Pour mieux comprendre les grands enjeux et les actions diplomatiques, Kissinger s’est posé trois grandes questions pertinentes. D’abord, il chercha à comprendre comment les grandes puissances pensent –t- elles notre monde ? Ensuite, il voudrait connaître les règles cachées, les non-dits, qui dirigent la diplomatie. Enfin, il souhaita expliquer pourquoi, il est très difficile de stabiliser l’ordre international et maintenir la paix dans le monde.    

Kissinger n’était pas un historien objectif et neutre qui s’intéresse à l’histoire des relations internationales et de la diplomatie. Il  s’est emparé de la plume pour écrire en stratège. Kissinger n’était pas un simple spectateur, mais un haut responsable  qui a agi et actionné les manettes. Il a construit toute sa théorie et sa vision sur une idée fondamentale qui lui a permis de tout expliciter ou presque.

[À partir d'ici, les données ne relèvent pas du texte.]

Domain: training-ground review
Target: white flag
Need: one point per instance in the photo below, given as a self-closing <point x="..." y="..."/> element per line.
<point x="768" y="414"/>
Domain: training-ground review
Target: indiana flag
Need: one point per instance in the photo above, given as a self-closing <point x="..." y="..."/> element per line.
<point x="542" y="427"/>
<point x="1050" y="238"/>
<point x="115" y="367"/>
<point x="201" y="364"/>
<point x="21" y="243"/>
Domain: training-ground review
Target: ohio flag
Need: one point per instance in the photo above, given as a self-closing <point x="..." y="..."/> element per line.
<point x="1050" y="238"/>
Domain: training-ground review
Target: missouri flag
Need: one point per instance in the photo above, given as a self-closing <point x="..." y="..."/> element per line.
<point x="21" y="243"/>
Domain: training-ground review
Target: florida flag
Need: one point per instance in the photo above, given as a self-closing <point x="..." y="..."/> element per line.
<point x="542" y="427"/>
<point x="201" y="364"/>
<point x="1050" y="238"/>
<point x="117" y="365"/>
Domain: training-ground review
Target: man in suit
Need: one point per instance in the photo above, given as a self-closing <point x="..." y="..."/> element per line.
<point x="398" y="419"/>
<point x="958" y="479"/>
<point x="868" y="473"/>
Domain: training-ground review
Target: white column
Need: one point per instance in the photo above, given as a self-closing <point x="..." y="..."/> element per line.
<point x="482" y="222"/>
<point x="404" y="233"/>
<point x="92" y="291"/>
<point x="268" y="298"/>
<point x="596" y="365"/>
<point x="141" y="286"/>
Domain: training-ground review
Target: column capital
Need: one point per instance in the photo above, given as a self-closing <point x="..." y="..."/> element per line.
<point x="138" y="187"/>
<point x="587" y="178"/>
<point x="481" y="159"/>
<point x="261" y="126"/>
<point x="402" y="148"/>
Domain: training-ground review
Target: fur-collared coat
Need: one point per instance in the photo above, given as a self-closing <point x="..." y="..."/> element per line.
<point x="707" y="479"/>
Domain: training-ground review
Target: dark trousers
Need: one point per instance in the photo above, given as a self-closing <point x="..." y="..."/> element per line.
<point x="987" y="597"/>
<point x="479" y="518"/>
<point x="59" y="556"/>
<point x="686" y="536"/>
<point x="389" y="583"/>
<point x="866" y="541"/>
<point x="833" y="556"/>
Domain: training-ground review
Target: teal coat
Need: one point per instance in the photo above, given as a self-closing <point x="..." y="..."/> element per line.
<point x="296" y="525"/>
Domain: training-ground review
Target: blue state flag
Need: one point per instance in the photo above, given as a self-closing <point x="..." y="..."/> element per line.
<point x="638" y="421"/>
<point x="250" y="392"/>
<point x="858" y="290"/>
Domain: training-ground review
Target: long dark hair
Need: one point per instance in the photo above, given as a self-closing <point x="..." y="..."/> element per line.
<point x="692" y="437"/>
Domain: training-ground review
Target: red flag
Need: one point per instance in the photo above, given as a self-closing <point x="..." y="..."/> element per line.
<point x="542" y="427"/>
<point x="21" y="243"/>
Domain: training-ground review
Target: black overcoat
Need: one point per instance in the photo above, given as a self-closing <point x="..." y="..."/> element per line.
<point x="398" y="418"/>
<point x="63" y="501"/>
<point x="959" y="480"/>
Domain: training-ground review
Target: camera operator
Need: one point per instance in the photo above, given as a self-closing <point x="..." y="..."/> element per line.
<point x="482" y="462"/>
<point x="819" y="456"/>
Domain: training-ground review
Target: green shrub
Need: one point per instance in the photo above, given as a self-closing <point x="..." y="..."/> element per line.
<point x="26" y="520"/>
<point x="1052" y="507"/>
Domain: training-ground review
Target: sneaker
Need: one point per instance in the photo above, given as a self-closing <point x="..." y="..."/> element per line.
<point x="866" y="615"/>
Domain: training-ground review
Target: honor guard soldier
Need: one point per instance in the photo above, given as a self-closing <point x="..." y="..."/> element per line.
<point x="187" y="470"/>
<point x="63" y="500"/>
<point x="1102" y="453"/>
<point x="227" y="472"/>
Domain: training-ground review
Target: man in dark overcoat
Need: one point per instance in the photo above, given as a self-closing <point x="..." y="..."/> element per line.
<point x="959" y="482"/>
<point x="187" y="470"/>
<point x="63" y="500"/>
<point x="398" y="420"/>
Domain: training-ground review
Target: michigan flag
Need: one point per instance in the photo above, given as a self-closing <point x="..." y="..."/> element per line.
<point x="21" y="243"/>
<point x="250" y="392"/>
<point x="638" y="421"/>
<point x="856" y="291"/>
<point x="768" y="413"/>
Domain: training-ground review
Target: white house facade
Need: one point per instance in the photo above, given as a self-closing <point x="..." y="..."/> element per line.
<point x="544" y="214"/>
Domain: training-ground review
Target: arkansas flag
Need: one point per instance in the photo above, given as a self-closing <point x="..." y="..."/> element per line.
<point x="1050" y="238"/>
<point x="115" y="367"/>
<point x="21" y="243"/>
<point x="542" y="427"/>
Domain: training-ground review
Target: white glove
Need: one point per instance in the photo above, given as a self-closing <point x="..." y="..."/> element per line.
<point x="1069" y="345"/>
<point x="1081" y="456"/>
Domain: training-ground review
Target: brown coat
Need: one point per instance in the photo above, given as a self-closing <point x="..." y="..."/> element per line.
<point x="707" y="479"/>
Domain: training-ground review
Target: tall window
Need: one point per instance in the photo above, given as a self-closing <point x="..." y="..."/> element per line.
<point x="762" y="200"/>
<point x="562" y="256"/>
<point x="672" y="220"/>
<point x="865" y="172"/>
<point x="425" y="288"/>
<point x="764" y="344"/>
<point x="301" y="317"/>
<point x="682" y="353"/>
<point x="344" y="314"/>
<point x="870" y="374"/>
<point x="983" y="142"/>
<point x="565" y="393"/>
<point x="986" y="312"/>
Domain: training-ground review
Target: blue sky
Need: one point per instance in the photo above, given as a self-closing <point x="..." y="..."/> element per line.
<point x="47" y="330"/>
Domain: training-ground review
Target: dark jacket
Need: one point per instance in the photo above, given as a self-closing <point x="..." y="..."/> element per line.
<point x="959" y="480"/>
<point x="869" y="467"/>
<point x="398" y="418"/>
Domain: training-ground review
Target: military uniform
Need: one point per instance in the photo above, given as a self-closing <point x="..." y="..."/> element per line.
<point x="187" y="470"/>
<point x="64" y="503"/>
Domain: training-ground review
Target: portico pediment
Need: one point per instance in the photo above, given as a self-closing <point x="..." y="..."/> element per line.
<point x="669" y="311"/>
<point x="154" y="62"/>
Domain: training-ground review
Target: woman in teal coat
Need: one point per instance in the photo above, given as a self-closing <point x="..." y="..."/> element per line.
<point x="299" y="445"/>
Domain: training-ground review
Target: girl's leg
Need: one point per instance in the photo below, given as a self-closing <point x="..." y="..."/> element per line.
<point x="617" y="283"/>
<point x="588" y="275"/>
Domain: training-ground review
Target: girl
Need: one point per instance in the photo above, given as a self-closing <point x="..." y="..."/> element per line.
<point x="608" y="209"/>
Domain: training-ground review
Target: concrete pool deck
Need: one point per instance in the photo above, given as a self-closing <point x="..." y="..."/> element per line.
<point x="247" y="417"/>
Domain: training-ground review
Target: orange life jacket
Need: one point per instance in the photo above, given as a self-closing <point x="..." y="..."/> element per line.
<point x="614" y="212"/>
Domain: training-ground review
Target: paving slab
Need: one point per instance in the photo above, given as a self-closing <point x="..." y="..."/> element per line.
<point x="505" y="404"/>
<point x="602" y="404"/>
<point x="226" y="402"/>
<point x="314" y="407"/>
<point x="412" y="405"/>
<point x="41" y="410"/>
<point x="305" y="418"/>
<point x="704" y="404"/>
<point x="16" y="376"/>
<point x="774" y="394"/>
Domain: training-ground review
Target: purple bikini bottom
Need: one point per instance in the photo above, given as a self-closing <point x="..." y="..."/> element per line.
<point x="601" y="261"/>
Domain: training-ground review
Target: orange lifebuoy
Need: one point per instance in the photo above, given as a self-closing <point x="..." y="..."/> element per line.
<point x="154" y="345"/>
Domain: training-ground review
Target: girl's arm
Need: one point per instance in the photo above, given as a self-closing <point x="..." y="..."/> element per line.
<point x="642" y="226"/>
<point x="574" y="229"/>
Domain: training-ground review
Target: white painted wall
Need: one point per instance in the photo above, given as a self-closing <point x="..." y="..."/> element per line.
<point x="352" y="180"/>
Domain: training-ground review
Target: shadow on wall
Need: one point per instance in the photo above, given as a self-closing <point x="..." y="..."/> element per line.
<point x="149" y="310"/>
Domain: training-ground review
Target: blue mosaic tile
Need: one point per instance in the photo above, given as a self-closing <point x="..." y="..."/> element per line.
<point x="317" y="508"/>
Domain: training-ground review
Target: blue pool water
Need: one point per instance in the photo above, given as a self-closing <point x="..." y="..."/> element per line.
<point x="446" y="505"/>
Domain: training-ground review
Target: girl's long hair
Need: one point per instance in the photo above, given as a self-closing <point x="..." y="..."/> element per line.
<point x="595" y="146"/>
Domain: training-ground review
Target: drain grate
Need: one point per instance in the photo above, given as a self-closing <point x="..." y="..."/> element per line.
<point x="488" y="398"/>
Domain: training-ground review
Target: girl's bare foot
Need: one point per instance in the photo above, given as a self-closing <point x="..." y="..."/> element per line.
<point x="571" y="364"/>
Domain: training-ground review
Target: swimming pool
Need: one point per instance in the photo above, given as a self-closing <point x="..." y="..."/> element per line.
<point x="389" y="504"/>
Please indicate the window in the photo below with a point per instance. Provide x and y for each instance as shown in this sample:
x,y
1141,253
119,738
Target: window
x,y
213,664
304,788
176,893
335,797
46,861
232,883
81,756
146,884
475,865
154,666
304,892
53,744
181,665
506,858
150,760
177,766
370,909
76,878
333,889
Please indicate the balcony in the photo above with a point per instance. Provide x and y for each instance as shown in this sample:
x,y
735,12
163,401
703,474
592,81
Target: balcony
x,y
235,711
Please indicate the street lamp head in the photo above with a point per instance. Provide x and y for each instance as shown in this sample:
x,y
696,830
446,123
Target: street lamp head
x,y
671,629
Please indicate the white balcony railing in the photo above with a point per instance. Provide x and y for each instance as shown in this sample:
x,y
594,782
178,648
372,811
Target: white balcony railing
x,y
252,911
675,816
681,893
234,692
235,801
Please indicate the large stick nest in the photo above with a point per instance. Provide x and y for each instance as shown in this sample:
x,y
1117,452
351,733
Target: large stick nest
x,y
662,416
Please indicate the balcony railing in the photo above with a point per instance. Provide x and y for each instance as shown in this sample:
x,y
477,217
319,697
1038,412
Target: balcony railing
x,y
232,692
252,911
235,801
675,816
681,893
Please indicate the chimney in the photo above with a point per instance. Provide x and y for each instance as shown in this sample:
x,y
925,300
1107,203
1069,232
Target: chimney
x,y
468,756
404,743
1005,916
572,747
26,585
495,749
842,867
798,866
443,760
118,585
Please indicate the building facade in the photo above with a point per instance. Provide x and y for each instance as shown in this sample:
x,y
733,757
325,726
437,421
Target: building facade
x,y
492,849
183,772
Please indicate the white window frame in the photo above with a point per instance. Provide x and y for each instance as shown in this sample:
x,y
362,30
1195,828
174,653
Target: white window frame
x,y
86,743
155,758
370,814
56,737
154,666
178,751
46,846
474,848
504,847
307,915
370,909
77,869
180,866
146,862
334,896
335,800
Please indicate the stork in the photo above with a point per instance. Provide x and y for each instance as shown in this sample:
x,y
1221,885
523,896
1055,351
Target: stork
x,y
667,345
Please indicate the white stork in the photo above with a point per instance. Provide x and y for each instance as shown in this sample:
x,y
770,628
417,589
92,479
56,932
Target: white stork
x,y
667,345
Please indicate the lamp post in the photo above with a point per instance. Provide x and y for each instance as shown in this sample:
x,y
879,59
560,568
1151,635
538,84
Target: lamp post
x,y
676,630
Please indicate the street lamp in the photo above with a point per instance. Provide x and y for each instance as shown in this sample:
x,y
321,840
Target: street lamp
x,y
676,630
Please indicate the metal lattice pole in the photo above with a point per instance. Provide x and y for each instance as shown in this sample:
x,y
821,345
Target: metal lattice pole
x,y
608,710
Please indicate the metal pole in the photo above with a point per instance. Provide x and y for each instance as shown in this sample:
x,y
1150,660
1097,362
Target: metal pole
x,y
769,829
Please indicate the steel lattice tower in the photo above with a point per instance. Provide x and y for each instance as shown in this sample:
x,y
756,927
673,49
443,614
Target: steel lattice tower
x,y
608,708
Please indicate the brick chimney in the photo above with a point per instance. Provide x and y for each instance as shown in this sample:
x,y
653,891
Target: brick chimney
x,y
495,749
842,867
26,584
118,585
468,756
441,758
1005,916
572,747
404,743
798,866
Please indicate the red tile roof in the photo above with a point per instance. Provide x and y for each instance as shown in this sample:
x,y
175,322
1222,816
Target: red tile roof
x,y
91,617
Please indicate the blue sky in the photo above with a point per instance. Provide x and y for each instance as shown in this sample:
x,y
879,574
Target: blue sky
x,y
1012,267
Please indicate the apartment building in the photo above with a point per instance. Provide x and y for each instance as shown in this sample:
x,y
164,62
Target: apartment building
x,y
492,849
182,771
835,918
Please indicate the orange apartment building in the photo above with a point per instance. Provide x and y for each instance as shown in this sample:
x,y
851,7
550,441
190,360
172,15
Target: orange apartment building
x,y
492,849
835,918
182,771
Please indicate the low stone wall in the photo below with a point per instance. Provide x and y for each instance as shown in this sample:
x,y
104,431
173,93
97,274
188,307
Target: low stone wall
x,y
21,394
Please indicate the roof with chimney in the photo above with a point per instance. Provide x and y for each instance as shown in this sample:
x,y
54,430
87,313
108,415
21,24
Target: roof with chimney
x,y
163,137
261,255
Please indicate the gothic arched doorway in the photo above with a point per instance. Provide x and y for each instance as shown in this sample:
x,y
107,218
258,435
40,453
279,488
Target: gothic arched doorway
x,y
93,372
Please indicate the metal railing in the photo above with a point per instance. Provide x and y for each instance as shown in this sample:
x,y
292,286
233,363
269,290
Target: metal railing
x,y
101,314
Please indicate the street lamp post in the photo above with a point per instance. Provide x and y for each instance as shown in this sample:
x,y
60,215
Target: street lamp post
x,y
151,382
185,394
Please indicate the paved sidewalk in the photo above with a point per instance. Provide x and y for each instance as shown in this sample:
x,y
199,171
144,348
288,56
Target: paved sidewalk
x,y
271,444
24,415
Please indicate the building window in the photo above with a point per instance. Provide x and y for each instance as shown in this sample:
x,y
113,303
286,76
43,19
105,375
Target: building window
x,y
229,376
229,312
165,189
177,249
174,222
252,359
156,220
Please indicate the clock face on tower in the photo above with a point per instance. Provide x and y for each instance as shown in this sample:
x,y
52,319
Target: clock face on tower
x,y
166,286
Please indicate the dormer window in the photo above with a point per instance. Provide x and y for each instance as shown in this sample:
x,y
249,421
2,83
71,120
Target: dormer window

Il estime que « le système international repose sur une tension permanente entre l’idéalisme et le réalisme ».  Autrement dit, un conflit permanent entre des rêveurs et des décideurs pragmatiques.

Dans son analyse historique, Kissinger estime que les relations internationales et la situation dans le monde dépendaient des rapports conflictuels entre un courant européen prônant la « Realpolitik/Raison d’Etat » comme doctrine et mode d’action, et le courant américain qu’il a qualifié « d’idéaliste ».

L’Europe était favorable à la « Realpolitik », un système de pensée complexe dont l’objectif premier est d’éviter qu’une nation ou un empire n’arrive à devenir une puissance militaro-économique capable de dominer les autres pays et partant tout le continent.  L’objectif recherché par l’Europe d’avant la première guerre mondiale est de maîtriser les ficelles du jeu d’équilibre pour maintenir un statu-quo qui s’est avéré, à plusieurs reprises, trop fragile pour résister à certaines forces dévastatrices.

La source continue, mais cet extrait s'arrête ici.